“I shall have it all sold by the time college has opened,” said the Junior. “In fact, I shall not have enough for the demand.”

“Where do you get the furniture?” demanded my wife.

“From the Seniors,” replied Garden. “They sell it for next to nothing during Commencement. It is a profitable business—while it lasts. It gives me an excellent chance for earning my way through the college. Now, how would that iron bedstead suit you, for your room, Mr. Priddy, and that felt mattress, which goes with it: three dollars for the whole?”

After informing him that he did not have in his stock a rug expansive enough to cover the floor of my spacious apartment in Association Hall, we compromised on a very limp, red carpet rug which would resemble a bandanna handkerchief when spread out on my room floor, but which was actually the broadest floor covering I could purchase. A half hour later I paid twelve dollars and a quarter for the bed, the rug, a chair, a small book shelf, and a tied-together chiffonier with most of its brass handles missing.

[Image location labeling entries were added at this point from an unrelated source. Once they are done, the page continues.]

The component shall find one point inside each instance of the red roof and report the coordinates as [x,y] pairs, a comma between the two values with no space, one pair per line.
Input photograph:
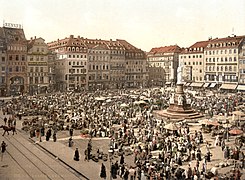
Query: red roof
[166,49]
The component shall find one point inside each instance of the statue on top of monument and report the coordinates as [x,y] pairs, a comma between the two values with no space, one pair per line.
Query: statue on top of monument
[179,75]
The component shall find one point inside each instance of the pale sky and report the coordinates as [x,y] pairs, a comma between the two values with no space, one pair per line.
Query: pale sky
[143,23]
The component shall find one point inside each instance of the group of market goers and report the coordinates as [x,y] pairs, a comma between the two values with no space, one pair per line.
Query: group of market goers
[130,124]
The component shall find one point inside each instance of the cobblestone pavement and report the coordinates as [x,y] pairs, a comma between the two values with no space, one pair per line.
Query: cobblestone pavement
[91,169]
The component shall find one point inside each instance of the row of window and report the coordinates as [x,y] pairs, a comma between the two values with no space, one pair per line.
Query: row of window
[16,57]
[36,58]
[79,63]
[36,80]
[222,59]
[221,68]
[14,69]
[193,63]
[37,74]
[37,69]
[99,77]
[77,56]
[196,78]
[193,56]
[98,58]
[242,71]
[17,48]
[78,71]
[98,67]
[230,51]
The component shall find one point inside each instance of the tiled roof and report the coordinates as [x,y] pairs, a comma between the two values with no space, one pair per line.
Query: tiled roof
[1,33]
[200,44]
[92,43]
[233,41]
[166,49]
[9,33]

After having left the moving of the furniture in the hands of Garden, my wife and I were once more driving over those lonesome, sandy, rutted roads, in the midst of the profound silences of remote civilization. Again we passed through the deserted village. Two hours later we were back in the parsonage ready, next, to pack my trunk preparatory to the opening of college.

Chapter XXXIV. My Wife
Packs me off to College. The
Senior and I Stop at a Rock
for a Drink, Meet the Advance
Guard of Students, Plunge into a
Bedlam, and Witness the Labors
of the Freshmen. The Finger-study
of Quarles and my Apology Given
to the Retired Medical Man who
was Specializing in Hens

“HERE I am, in our honeymoon year, packing you off to college,” commented my wife, as she folded some towels and handed them to me to put in my trunk. “It takes me back to the day when my mother did it for me.”

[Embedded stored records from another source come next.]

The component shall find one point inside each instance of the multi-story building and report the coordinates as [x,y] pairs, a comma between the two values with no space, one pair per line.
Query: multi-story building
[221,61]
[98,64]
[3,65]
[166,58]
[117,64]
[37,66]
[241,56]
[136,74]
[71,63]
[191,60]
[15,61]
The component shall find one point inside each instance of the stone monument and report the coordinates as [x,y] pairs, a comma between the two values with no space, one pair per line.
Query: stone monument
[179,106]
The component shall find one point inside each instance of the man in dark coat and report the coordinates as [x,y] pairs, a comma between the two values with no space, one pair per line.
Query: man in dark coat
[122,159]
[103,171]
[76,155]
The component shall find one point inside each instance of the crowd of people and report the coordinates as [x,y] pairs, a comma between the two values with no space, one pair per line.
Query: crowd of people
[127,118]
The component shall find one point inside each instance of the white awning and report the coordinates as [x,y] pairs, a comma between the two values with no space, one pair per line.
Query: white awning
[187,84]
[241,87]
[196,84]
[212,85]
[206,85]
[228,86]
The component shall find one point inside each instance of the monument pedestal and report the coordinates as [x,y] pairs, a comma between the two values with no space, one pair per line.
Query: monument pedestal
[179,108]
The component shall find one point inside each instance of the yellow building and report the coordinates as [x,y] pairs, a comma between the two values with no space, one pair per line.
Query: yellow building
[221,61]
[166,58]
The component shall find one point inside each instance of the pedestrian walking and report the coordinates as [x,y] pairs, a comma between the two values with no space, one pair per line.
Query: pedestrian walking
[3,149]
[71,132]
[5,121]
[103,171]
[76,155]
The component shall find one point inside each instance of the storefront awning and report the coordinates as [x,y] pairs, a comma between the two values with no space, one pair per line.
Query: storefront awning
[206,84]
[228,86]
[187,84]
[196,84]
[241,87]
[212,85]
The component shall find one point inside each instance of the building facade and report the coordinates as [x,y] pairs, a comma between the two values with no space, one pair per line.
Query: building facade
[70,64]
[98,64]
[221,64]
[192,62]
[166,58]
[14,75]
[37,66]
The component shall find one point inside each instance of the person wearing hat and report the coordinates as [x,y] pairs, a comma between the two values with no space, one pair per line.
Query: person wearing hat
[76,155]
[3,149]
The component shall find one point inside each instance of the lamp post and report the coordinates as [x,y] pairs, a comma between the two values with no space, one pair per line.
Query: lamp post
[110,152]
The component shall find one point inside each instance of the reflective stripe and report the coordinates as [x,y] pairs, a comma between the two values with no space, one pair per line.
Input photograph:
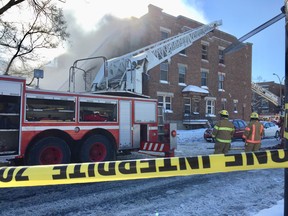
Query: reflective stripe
[223,128]
[253,132]
[253,141]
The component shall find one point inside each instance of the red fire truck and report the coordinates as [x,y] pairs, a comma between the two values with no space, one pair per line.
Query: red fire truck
[48,127]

“And you’re to have the hard end of the business,” I replied, “staying in this house alone and keeping an eye on the parish. Not much of a honeymoon to that through the long, winter days, while I am in the swirl of college events, with all the fellowship one can desire.”

“But there’ll be holidays and Saturdays at home, for you,” she answered. “I shall see you once a week at least, for you will have to preach here every Sunday. We’re working together, now,” she added, quietly. “If there’s any suffering, any hardship, any self-denial involved, I am willing to undergo it, else I would not have married you!”

In her voice ran an undertone of tragic feeling and for the first time I began dimly to realize, in the midst of my own opportunity for a college education, that in this little home, back over the hills, my wife would be waiting, and waiting, through the long hours of the day and night, for the two years’ study to be at an end: the study which would break up our home and separate us during the first days of our married life. I vowed then to give it all up: to plunge into the pastoral work: to send word to the college dean that he must not expect me.